Je reviens de 3 jours dans la baie de Wakasa, préfecture de Fukui. Et je rapporte dans ma tête des nouvelles peu joyeuses. Il y a 5 ans, j'ai aussi passé un week-end dans la région de Wakasa, et pas hasard, j'ai appris qu'on y fabrique du washi (à Obama), le washi de Wakasa. J'avais discuté avec Ooe-san à cette époque qui m'avait énuméré tous les usages du Wakasa washi. L'année dernière, j'ai rencontré Shiba-san à une foire du washi à Osaka. Shiba-san fabrique aussi du washi à Wakasa principalement pour le teindre.
Le Wakasa washi est utilisé pour le papier katazome teint au pochoir (papiers à motif de droite).
Ayant l'occasion de revenir à Obama, j'ai demandé à mes deux contacts s'il était possible de voir les artisans pendant leur travail à l'atelier. Et le site du Zenkoku Tesuki Washi Rengûkai (syndicat national du washi artisanal) indiquait qu'il y avait 5 à 6 ateliers de fabrication, dont celui de Shiba-san et de l'oncle de Ooe-san.
Le matin, j'avais rencontré Shiba-san à un atelier pour découvrir le washi. On a discuté de son activité, du Wakasa washi et de ses artisans. Ce washi, il était partout avant dans l'impression des papiers yuzen et la teinture des papier katazome de Kyoto. Shiba-san a collaboré à créer un washi résistant aux rinçage de teinture katazome. Maintenant, le washi qui sera imprimé est un papier mécanique fait à Echizen. "On dirait presque du papier artisanal" me dira plus tard Ooe-san.
Des cartes faites à l'atelier découverte. J'ai piètrement essayé de faire un tobikumogami (droite) et un kumogami (inversé, centre).
Puis, il a donné l'info que je redoute souvent : il ne reste plus que lui et l'oncle d'Ooe-san comme fabriquant du Wakasa washi. "Mais Ooe-san est âgé, vous savez. Il a 93 ans je crois." Je prends quand-même rendez-vous pour revenir dans quelques mois voir Shiba-san dans son atelier.

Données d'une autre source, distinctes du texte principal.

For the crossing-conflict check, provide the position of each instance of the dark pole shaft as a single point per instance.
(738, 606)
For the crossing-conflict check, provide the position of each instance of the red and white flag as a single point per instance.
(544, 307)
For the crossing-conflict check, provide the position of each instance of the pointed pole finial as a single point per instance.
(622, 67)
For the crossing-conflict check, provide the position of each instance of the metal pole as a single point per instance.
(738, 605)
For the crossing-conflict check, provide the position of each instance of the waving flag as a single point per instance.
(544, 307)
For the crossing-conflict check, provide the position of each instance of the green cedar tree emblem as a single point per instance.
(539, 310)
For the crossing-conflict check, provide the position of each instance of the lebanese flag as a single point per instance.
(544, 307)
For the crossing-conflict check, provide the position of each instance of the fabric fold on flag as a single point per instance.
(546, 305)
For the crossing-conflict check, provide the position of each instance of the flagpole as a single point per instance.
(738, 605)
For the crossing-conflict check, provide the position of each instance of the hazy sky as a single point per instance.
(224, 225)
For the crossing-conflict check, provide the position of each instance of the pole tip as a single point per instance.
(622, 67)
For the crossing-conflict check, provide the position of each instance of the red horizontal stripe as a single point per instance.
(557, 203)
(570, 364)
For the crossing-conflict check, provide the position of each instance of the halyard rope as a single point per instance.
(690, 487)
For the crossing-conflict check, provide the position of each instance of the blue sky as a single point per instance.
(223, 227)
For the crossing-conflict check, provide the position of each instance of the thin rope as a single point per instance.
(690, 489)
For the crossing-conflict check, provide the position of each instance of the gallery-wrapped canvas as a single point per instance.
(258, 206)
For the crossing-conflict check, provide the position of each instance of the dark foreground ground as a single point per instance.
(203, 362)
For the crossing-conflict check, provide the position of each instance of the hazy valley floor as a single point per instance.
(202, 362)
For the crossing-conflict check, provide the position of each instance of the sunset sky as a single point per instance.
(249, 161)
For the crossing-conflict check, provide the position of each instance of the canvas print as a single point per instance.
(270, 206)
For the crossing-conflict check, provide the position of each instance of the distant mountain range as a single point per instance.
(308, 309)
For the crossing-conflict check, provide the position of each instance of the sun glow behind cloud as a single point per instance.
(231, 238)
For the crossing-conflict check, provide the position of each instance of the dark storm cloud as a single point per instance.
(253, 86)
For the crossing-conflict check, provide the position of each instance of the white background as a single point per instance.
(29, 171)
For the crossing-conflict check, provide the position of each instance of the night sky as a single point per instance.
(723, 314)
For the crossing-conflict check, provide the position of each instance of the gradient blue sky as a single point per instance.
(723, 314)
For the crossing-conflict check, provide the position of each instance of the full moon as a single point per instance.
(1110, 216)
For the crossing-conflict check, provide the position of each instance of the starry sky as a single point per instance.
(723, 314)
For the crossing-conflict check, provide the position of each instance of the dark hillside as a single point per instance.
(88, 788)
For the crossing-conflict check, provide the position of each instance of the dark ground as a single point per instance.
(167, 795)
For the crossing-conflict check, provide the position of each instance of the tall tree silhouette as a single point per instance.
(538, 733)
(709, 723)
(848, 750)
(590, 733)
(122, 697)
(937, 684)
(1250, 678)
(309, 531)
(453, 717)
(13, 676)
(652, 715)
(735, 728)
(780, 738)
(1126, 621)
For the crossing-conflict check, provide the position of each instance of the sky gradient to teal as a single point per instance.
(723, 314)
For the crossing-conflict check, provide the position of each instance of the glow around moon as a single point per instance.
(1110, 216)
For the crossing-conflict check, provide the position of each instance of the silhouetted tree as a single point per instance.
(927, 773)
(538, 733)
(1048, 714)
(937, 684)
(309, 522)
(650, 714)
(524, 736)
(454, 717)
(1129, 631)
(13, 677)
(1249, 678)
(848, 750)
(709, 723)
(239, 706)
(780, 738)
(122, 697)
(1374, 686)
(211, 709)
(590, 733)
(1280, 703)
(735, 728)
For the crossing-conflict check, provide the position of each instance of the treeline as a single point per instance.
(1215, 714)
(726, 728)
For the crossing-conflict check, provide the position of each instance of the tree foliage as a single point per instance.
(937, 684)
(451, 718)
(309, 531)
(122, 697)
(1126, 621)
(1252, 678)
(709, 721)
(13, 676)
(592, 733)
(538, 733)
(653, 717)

Mes espoirs ont été rincés quand Ooe-san m'a annoncé que son oncle qui a 93 ans ne produisait du washi qu'en période hivernale. Et malheureusement, comme il s'est blessé cette année, il n'y aura probablement pas de production. Peut-être même plus, sans enfants ou successeur voulant reprendre l'atelier. Qui va façonner les 300 feuilles de washi pour la lanterne du temple Sensô (Asakusa) à Tokyo ?

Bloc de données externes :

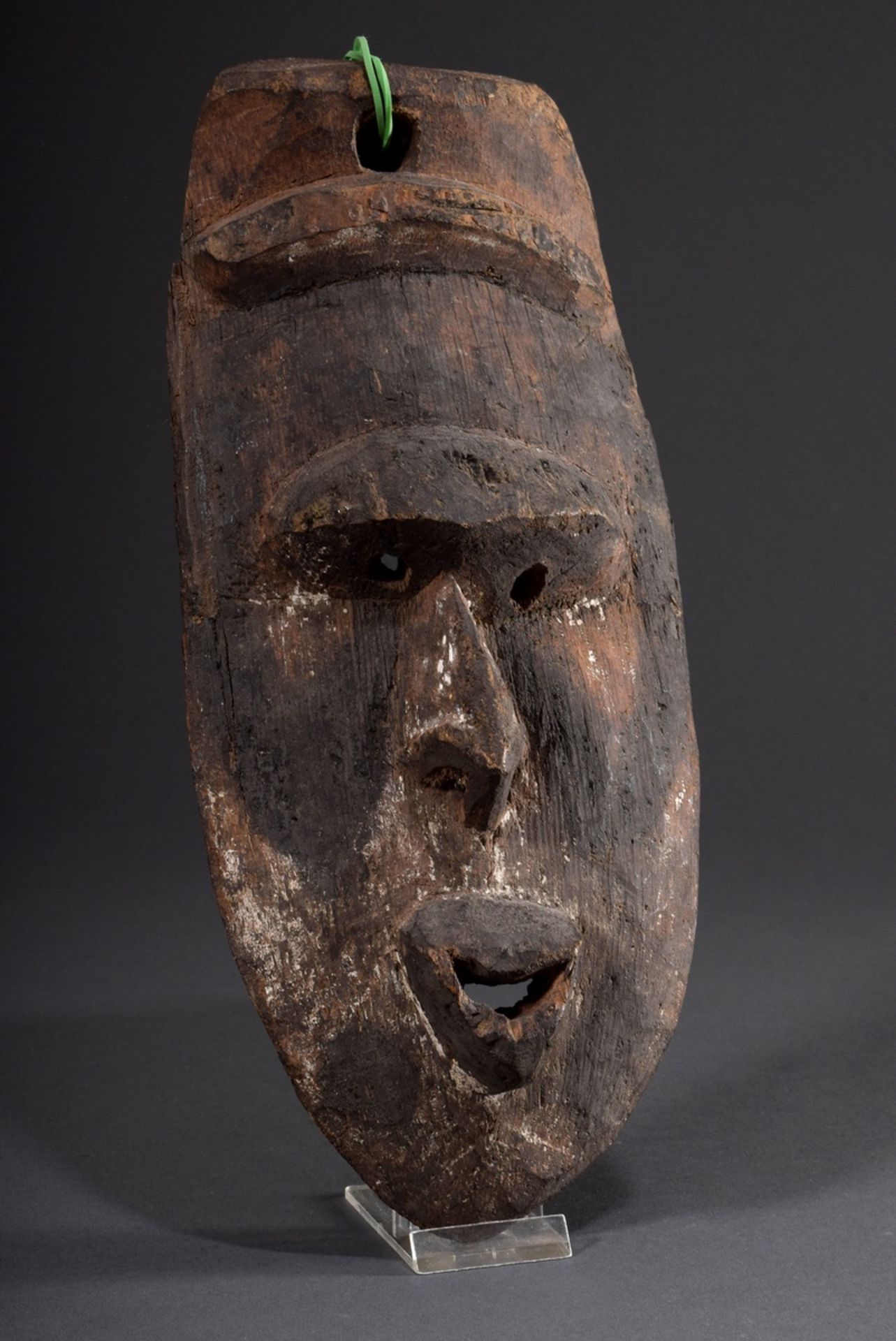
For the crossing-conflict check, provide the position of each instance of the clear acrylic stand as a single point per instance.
(457, 1247)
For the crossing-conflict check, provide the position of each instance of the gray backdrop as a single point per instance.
(160, 1178)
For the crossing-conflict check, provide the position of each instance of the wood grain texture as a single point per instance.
(436, 679)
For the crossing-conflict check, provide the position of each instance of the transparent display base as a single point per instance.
(457, 1247)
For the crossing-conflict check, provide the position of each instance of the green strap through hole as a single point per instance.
(379, 81)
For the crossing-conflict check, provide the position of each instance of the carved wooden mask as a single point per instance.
(436, 677)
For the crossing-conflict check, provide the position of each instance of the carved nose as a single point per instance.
(462, 733)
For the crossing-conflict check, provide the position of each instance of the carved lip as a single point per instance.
(457, 940)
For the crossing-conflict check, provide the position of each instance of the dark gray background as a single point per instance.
(160, 1180)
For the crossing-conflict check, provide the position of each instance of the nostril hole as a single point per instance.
(446, 779)
(529, 587)
(369, 147)
(388, 568)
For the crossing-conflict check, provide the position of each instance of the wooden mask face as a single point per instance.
(436, 677)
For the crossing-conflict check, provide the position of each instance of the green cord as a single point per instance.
(379, 81)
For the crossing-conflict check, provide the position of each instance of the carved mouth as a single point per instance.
(520, 995)
(455, 947)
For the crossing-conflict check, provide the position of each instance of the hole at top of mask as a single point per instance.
(529, 587)
(368, 144)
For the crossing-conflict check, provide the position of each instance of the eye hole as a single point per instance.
(388, 568)
(529, 587)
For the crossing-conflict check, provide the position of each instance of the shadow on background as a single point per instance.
(182, 1118)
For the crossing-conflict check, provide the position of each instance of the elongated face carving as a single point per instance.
(436, 680)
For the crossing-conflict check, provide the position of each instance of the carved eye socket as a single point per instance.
(388, 568)
(529, 587)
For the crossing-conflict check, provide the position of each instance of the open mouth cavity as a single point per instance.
(507, 997)
(492, 976)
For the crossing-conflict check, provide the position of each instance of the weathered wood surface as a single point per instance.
(436, 679)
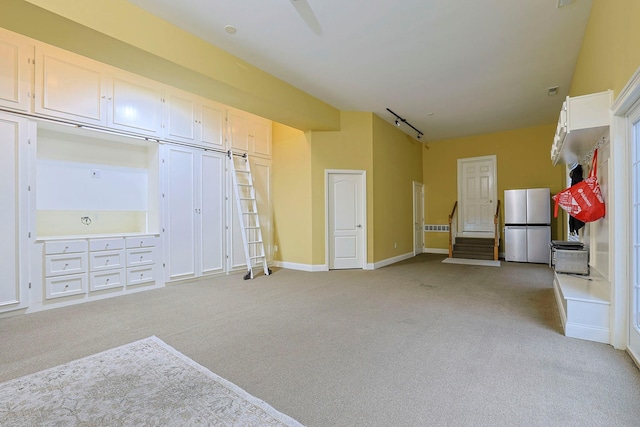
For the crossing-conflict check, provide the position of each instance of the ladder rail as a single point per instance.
(244, 216)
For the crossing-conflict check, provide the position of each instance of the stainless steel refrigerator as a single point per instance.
(527, 219)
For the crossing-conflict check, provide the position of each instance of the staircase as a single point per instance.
(473, 248)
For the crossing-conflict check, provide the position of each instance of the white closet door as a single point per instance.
(13, 213)
(210, 214)
(181, 223)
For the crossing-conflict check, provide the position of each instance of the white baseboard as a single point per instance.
(302, 267)
(435, 251)
(388, 261)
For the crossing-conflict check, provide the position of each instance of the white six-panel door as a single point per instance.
(346, 213)
(477, 194)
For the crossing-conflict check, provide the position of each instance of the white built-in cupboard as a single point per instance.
(113, 182)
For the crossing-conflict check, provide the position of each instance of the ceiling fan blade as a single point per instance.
(305, 11)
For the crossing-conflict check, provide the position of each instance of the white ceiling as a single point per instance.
(450, 68)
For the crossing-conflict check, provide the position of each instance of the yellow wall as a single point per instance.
(522, 162)
(291, 192)
(349, 148)
(397, 162)
(610, 52)
(119, 33)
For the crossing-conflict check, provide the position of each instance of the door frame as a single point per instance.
(620, 212)
(327, 237)
(459, 223)
(418, 204)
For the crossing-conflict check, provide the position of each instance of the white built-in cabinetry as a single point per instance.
(16, 67)
(78, 89)
(195, 207)
(14, 211)
(112, 182)
(582, 122)
(193, 120)
(584, 303)
(249, 134)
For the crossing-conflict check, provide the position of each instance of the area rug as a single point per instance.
(145, 383)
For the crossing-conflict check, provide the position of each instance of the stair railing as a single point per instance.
(496, 234)
(452, 227)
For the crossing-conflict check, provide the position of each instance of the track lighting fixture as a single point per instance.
(400, 120)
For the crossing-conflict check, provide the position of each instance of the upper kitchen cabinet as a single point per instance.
(193, 120)
(583, 121)
(249, 134)
(16, 71)
(70, 87)
(135, 104)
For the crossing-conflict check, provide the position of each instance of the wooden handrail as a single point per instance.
(496, 235)
(453, 211)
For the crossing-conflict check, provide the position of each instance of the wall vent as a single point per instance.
(436, 228)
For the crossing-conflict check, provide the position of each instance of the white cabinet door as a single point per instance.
(239, 131)
(136, 105)
(180, 117)
(14, 213)
(180, 213)
(15, 71)
(260, 135)
(69, 86)
(195, 213)
(193, 119)
(210, 215)
(212, 124)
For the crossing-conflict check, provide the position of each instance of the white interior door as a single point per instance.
(477, 194)
(418, 218)
(634, 301)
(346, 219)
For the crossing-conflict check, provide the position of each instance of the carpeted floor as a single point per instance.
(144, 383)
(416, 343)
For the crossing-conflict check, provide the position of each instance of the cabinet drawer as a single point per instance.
(106, 279)
(105, 260)
(66, 285)
(138, 275)
(65, 247)
(141, 256)
(57, 265)
(141, 242)
(106, 244)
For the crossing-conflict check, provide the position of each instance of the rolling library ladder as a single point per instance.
(248, 217)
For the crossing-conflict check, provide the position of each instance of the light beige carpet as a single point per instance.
(145, 383)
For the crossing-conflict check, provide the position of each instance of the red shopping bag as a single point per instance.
(583, 200)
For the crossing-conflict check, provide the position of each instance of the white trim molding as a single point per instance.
(312, 268)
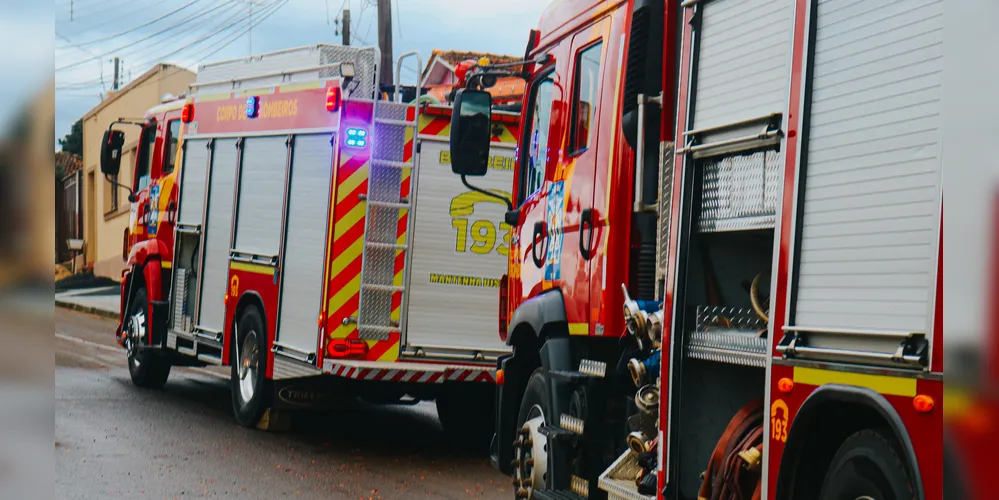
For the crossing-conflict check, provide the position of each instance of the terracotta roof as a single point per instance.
(112, 96)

Personne. Plus personne ou presque, ne fabrique un papier aussi lourd au Japon. Et Ooe-san ? Il apprend un peu à faire du washi sans en avoir la vocation. Il est plutôt créatif et préfère réaliser des articles de décoration, de la papeterie et de la bijouterie avec le washi. Il reçoit des commandes mais quand il en aura assez, sa boutique fermera avec lui...
Ces entrevues, c'était un peu comme assister à la disparition d'une espèce animale. On sait que ça va arriver, on veut faire quelques chose parce qu'il y a de l'espoir. Le relais du savoir-faire est encore passable. Et puis, c'est pas comme si le Wakasa washi ne se vendait pas. Mais alors, que faire?
Les eaux cristallines de la Baie de Wakasa.
Il faut avouer que l'Echizen voisin, une des régions "washi" les plus connues du Japon, fait de l'ombre. C'est plus sexy d'apprendre à faire du papier chez les stars. Et puis, y a pas beaucoup de gens qui voudraient venir vivre à Obama pour apprendre pendant des années avec et CHEZ un maître-artisan.
Mmm... là est peut-être le problème, moderniser l'apprentissage d'un artisanat traditionnel ? (question pour mes visites dans quelques mois). J'imagine la réponse. "Oui, mais là voyez-vous, on est au Japon, 「c'est difficile。」".